Detection and Genotyping of Varicella-Zoster Virus by TaqMan Allelic Discrimination Real-Time PCR

Paul A. Campsall,^1,2 Nicholas H. C. Au,¹ Julie S. Prendiville,³ David P. Speert,² Rusung Tan,¹ and Eva E. Thomas^1*

Department of Pathology and Laboratory Medicine,¹ Division of Pediatric Dermatology, Department of Pediatrics, University of British Columbia and Children's & Women's Health Centre of British Columbia,³ Division of Infectious and Immunological Diseases, Department of Pediatrics and the British Columbia Research Institute for Children's and Women's Health, University of British Columbia, Vancouver, British Columbia, Canada²

Received 15 September 2003/ Returned for modification 21 October 2003/ Accepted 6 November 2003

Top Abstract Introduction Materials and Methods Results Discussion References

 
A proportion of individuals vaccinated with live attenuated Oka varicella-zoster virus (VZV) vaccine subsequently develop attenuated chicken pox and/or herpes zoster. To determine whether postvaccination varicella infections are caused by vaccine or wild-type virus, a simple method for distinguishing the vaccine strain from wild-type virus is required. We have developed a TaqMan real-time PCR assay to detect and differentiate wild-type virus from Oka vaccine strains of VZV. The assay utilized two fluorogenic, minor groove binding probes targeted to a single nucleotide polymorphism in open reading frame 62 that distinguishes the Oka vaccine from wild-type strains. VZV DNA could be genotyped and quantified within minutes of thermocycling completion due to real-time monitoring of PCR product formation and allelic discrimination analysis. The allelic discrimination assay was performed in parallel with two standard PCR-restriction fragment length polymorphism (RFLP) methods on 136 clinical and laboratory VZV strains from Canada, Australia, and Japan. The TaqMan assay exhibited a genotyping accuracy of 100% and, when compared to both PCR-RFLP methods, was 100 times more sensitive. In addition, the method was technically simpler and more rapid. The TaqMan assay also allows for high-throughput genotyping, making it ideal for epidemiologic study of the live attenuated varicella vaccine.

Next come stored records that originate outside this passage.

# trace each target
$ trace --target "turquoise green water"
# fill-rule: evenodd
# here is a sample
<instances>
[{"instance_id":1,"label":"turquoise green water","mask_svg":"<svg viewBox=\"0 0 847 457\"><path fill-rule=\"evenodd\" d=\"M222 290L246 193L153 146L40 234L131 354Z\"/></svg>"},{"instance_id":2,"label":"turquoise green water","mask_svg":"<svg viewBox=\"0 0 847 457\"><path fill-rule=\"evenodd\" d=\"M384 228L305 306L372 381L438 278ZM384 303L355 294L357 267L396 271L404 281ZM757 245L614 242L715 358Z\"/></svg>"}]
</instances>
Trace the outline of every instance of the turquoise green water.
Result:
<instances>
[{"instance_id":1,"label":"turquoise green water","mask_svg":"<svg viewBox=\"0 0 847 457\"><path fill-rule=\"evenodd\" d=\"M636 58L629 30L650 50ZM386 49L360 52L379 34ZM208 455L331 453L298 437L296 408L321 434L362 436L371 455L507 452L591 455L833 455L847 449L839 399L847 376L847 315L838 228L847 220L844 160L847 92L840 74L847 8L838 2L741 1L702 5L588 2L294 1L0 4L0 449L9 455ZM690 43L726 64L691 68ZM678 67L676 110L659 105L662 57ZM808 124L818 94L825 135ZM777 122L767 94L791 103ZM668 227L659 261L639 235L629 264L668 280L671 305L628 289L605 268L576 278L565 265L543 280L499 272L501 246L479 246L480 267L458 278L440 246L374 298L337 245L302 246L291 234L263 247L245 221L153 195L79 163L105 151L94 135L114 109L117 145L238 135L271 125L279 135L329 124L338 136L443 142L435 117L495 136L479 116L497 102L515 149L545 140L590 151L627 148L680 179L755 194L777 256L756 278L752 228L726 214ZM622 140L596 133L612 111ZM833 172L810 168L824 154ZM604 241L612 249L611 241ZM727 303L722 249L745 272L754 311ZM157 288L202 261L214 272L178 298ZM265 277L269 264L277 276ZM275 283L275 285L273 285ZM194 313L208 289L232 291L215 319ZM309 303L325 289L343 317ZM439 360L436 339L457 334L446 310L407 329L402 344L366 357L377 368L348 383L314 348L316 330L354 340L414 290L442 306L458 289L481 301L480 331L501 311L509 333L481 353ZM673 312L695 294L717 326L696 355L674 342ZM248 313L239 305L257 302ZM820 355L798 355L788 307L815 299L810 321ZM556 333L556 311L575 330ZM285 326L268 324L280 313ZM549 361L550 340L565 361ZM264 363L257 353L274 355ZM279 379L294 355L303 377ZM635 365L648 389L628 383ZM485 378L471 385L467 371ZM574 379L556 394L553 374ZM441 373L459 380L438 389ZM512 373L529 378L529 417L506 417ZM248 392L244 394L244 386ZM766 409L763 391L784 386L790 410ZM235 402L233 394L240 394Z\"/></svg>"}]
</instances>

Top Abstract Introduction Materials and Methods Results Discussion References

 
Varicella-zoster virus (VZV) is the etiological agent of varicella chicken pox and herpes zoster (HZ). Both varicella and HZ are self-limiting infections in healthy individuals but may cause more severe disease in immunocompromised hosts (2, 8, 23, 38).

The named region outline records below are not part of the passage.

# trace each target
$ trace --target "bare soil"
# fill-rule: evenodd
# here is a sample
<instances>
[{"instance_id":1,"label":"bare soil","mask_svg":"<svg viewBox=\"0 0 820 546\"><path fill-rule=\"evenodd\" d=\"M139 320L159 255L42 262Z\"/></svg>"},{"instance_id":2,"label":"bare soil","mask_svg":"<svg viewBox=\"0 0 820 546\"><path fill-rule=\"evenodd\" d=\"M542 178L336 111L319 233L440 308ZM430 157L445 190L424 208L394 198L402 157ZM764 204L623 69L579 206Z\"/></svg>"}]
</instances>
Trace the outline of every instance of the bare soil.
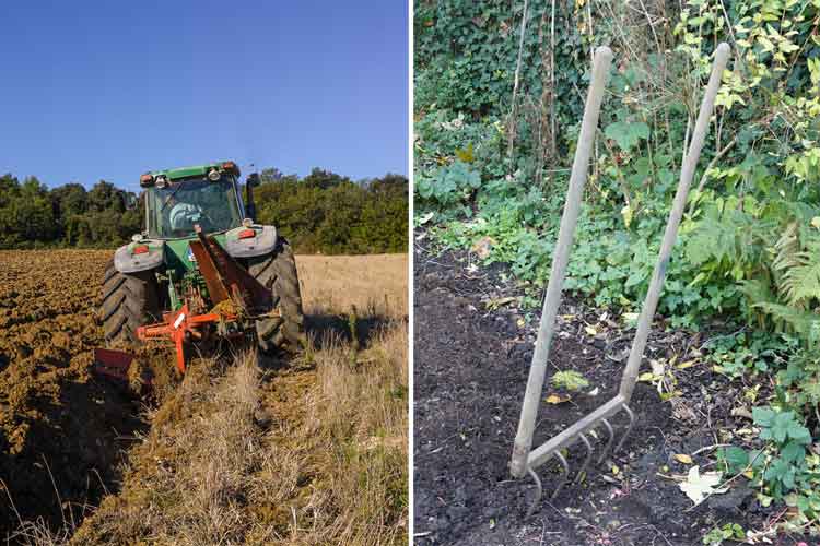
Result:
<instances>
[{"instance_id":1,"label":"bare soil","mask_svg":"<svg viewBox=\"0 0 820 546\"><path fill-rule=\"evenodd\" d=\"M145 427L139 401L89 373L107 251L0 251L0 537L80 521Z\"/></svg>"},{"instance_id":2,"label":"bare soil","mask_svg":"<svg viewBox=\"0 0 820 546\"><path fill-rule=\"evenodd\" d=\"M675 371L680 395L661 401L654 385L639 383L631 403L636 425L624 447L552 500L558 464L538 468L544 498L525 519L534 483L513 479L508 463L540 312L527 319L516 301L499 305L522 290L503 266L472 268L471 258L415 250L415 544L694 545L727 522L762 529L783 508L763 511L737 480L729 492L693 508L671 478L689 468L676 453L693 454L694 464L710 470L722 431L749 422L730 415L738 385L703 363L705 336L658 321L644 370L653 358L689 361ZM569 402L542 404L535 446L609 400L632 341L621 321L579 301L565 298L559 314L550 368L579 371L590 387ZM555 393L550 376L542 399ZM616 417L617 431L625 420ZM585 454L571 448L571 468L577 472Z\"/></svg>"},{"instance_id":3,"label":"bare soil","mask_svg":"<svg viewBox=\"0 0 820 546\"><path fill-rule=\"evenodd\" d=\"M360 360L361 366L402 360L403 373L384 383L403 385L397 392L407 400L407 360L398 351L407 345L407 257L297 257L313 353L262 361L259 384L250 389L254 396L233 402L258 412L235 420L245 428L220 429L226 434L212 420L234 423L226 413L233 406L223 399L234 392L231 381L237 375L231 370L239 347L223 347L227 351L215 359L194 359L185 382L171 351L156 345L138 351L130 385L91 373L93 349L104 346L95 310L110 257L109 250L0 251L0 542L133 544L153 536L156 521L165 525L162 544L178 544L174 525L189 537L238 529L239 542L265 544L271 536L284 537L283 544L289 536L312 544L335 536L351 537L344 538L350 544L406 541L407 468L397 461L407 460L407 414L374 414L367 423L340 416L345 423L363 422L367 441L353 461L339 459L355 451L338 444L318 419L332 415L332 408L352 411L363 402L348 400L343 390L336 399L326 393L336 378L345 388L367 387L358 379L364 377ZM388 325L393 334L385 333ZM405 332L401 347L395 346L402 340L398 332ZM396 375L394 368L378 369ZM153 384L147 396L134 389L145 375ZM243 384L247 388L248 380ZM384 385L372 387L372 393L361 389L356 395L364 392L382 407ZM376 449L370 440L385 434L386 417L396 420L387 430L393 436L379 439ZM359 438L342 435L342 440ZM247 468L208 459L209 448L216 446L238 456L243 442L254 447ZM371 472L371 459L386 464L380 474ZM191 478L185 470L192 460L208 463L200 465L207 479L195 480L196 487L181 479ZM234 479L227 486L209 482L208 473L222 467L225 472L216 474ZM350 475L339 475L345 471ZM386 505L374 489L379 484L368 485L360 475L389 483L398 505ZM191 487L177 490L175 482ZM221 492L216 500L198 498L200 489ZM362 507L356 505L360 489L374 489ZM162 497L163 491L171 495ZM245 497L248 491L255 497ZM212 500L219 510L209 515L238 514L241 524L185 511L197 502L211 507ZM163 519L174 510L181 511L179 520ZM213 529L194 529L197 522Z\"/></svg>"}]
</instances>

A live attenuated Oka vaccine (V-Oka) strain was created in 1974 by the repeated passage of a Japanese clinical isolate in tissue culture (34). The vaccine was licensed in the United States in 1995 (2, 4) and in Canada in 1998 (27) and is currently used in many other countries (3, 40). Extensive clinical trials have shown the vaccine to be highly effective in both healthy and immunocompromised individuals (11, 19, 30, 33). However, a low incidence of superinfection with wild-type (WT) strains after immunization, termed breakthrough varicella, has been well documented (3, 10, 21, 39). Vaccine-associated rash occurs in 4 to 7% of healthy individuals (4, 40) and in up to 40% of leukemic vaccinees (10, 11). The vaccine strain does establish neuronal latency, and hence, reactivation of vaccine virus in and transmission from healthy and immunocompromised individuals is possible (11, 20, 21). As the number of vaccinees is increasing worldwide (31), the clinical management of HZ is becoming more complex. Given the fact that the vaccine virus is less pathogenic (39) and also less transmissible than WT virus (37), a timely differentiation of vaccine or WT disease would be clinically useful in situations with pregnant or immunocompromised household or hospital contacts, where prompt postexposure treatment may be indicated.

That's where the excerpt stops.